Writing on KevinMD in 2019, Leanne Rowe, MD, said that from her experience, narcissism in physicians sometimes manifests in bullying behaviors.
"Fundamentally, a doctor with NPD is arrogant, feels entitled and believes others have a problem."
— Leanne Rowe. MD, KevinMD
Doctors with NPD, she said, go out of their way to let others know about their exceptional clinical acumen or other special traits. According to Dr. Rowe, patients may adulate these doctors for these reasons. Meanwhile, doctors with NPD may disparage other clinicians to their patients, Rowe wrote.
Over time, doctors with NPD can slowly erode collegiality among colleagues with sarcasm, petty criticism, eye-rolls, or stonewalling, Dr. Rowe wrote. Those with more extreme cases may plot character assassinations, lie pathologically, or be abrasively competitive. These doctors can go for the jugular, attacking another physician’s work ethic, honesty, and competence.

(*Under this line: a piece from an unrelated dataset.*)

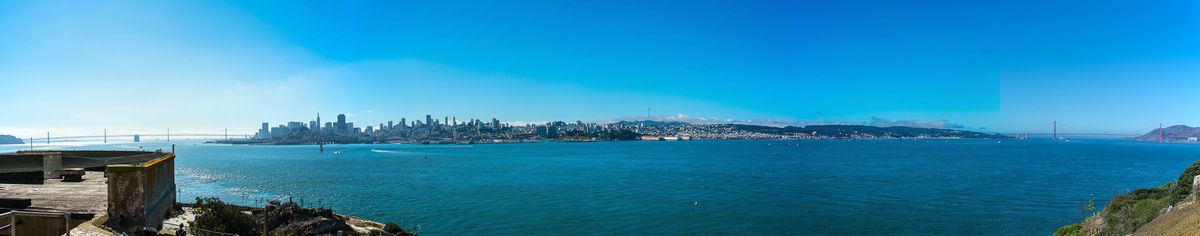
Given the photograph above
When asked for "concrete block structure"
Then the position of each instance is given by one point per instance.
(136, 188)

Can these doctors change? “Change is also difficult because doctors with NPD usually don’t regard narcissistic traits as negative as they feel superior to other doctors and often say so directly or indirectly,” Dr. Rowe wrote.
Medicine in the 'dark tetrad'
The corrosive nature of NPD in medical practice has support from research. Publishing in the International Journal of Health Planning and Management, researchers described the impact of "dark tetrad" personality traits (narcissism, psychopathy, Machiavellianism, sadism) in Pakistani medical practice.
After evaluating data from 400 doctors, researchers concluded that dark tetrad personality traits increased counterproductive work behavior and breach of psychological contract. The researchers added that political skills had an enhancing effect.
Ultimately, doctors and other healthcare professionals are people, too.
“Physicians, just like the general population, have a wide range of personalities,” said Amanda Zeglis, DO, a practicing psychiatrist and member of the MDLinx advisory board. “These personalities often come to the forefront in a working environment and can create difficulties among colleagues or even with patients.”
Zeglis said that these difficulties are not intractable. Communication and mutual respect can go a long way in creating stable, cohesive, and supportive care environments.
“At times, these difficulties could feel insurmountable, and it may be helpful to reach out for support—either from Human Resources within your organization, from fellow colleagues or peers, or from mental health professionals,” she added.
What this means for you
Doctors and other HCPs may be experiencing OCD at higher rates following the COVID-19 pandemic. NPD, and its associated bullying also exists in medicine. Both of these disorders have implications for patients as well as physicians and their peers. Communication is key in navigating these tricky interpersonal dynamics. HCPs should not be afraid to seek support from their HR departments, colleagues, or mental health professionals.